Abstract The multicomponent eutectic alloys (MCEAs) have demonstrated great potential applications in industrial fields owing to their excellent castability during solidification. The cast MCEAs can achieve a good strength-ductility synergy. However, they usually suffer from mechanical failure at surface due to high surface residual stress resulting from direct solidification. Here we introduce a surface treatment technique through electromagnetic induction heating (EMIH), by which the stress level at surface (−24 MPa) was significantly reduced compared to that of the base MCEA (+573 MPa) with a chemical composition of AlCrFe2(Ni0.85Co0.15)2. This EMIH treatment not only mitigates surface residual stress but also enhances tensile ductility by 30 % without sacrificing its yield strength.
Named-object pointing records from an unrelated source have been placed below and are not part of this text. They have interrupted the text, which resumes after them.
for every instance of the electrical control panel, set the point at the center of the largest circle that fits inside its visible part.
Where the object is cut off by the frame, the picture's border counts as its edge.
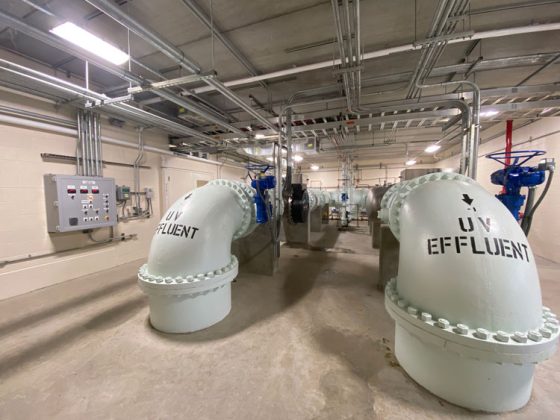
(77, 202)
(123, 193)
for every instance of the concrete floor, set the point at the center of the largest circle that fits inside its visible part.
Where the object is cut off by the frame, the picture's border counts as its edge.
(314, 342)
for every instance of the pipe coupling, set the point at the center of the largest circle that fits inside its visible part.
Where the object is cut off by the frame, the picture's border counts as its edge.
(244, 198)
(516, 347)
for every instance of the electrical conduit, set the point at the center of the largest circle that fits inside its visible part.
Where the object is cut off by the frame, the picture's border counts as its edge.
(190, 266)
(470, 324)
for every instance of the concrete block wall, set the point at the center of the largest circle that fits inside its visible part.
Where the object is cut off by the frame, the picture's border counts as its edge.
(543, 134)
(22, 206)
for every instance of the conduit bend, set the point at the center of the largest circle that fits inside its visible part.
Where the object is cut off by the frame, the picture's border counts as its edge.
(470, 324)
(190, 266)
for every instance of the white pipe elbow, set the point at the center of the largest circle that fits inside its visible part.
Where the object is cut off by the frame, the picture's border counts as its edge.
(467, 302)
(190, 267)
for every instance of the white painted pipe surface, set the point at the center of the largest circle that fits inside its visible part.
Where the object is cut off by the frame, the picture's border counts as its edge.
(190, 266)
(470, 324)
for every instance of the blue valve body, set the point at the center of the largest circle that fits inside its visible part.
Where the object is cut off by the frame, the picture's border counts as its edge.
(513, 178)
(261, 184)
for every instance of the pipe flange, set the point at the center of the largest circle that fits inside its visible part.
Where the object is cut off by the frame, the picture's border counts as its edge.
(393, 200)
(188, 284)
(518, 347)
(244, 197)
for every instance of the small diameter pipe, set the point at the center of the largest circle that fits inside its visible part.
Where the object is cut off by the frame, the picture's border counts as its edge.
(475, 126)
(23, 122)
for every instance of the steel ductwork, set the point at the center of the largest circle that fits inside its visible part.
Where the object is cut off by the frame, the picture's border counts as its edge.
(190, 266)
(470, 324)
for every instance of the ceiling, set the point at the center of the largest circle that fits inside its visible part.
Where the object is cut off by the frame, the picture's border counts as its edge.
(272, 36)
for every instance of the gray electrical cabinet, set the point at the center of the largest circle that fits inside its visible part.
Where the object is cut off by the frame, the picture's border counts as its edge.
(77, 202)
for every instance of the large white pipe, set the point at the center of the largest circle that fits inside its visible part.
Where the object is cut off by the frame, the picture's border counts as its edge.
(384, 52)
(470, 324)
(190, 266)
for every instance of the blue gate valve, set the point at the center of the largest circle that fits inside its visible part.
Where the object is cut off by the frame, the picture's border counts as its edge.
(262, 183)
(514, 176)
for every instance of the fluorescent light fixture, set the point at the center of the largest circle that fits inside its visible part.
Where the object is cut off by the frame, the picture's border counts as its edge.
(89, 42)
(432, 148)
(489, 113)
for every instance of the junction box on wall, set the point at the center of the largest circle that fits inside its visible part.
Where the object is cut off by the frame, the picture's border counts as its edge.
(76, 202)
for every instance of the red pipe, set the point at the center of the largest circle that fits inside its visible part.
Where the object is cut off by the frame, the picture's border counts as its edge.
(509, 144)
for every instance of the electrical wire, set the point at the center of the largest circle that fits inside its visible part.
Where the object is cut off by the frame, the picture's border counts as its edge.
(529, 217)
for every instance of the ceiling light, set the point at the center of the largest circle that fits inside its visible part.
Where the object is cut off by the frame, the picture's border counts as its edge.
(489, 113)
(90, 42)
(432, 148)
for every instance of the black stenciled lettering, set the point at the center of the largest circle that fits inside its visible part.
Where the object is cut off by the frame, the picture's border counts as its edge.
(516, 248)
(177, 231)
(489, 250)
(444, 241)
(462, 225)
(507, 248)
(473, 246)
(460, 241)
(526, 252)
(159, 226)
(485, 223)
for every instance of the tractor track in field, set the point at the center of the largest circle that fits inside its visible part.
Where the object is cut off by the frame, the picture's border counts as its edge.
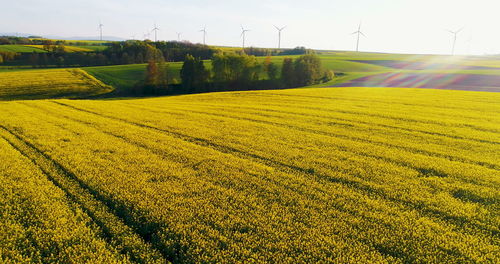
(346, 137)
(458, 221)
(431, 122)
(115, 227)
(368, 101)
(402, 128)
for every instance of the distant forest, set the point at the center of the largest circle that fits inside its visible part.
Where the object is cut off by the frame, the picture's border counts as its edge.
(117, 53)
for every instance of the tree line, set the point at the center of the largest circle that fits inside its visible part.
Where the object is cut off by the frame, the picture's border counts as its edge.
(119, 53)
(233, 72)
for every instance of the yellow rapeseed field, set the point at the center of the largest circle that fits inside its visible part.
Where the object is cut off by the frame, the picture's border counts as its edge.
(53, 83)
(327, 175)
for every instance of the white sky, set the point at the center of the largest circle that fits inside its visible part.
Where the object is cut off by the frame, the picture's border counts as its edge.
(405, 26)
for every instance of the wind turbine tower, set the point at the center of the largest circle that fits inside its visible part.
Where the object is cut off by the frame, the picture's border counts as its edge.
(455, 33)
(100, 29)
(155, 29)
(243, 34)
(204, 30)
(359, 33)
(279, 35)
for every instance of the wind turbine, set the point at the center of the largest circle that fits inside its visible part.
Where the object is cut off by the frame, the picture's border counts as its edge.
(279, 35)
(155, 29)
(243, 34)
(100, 29)
(147, 35)
(455, 33)
(204, 30)
(359, 33)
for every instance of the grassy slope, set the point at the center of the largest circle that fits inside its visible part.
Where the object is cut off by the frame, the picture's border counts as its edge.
(302, 175)
(123, 77)
(21, 49)
(55, 83)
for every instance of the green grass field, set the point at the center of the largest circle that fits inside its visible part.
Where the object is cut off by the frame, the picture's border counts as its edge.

In contrast, surface gradient structure synthesized by surface mechanical grinding treatment (SMGT) exhibited a dual-phase nanostructure, together with a compressive residual stress that is an order of magnitude higher than that of the EMIH-processed MCEA. The SMGT-processed MCEA showed marginal improvement in its tensile ductility because of limited work hardening ability resulting from limited dislocation sources at surface. Our study envisages an approach to process MCEAs by surface treatment with relatively a low cost.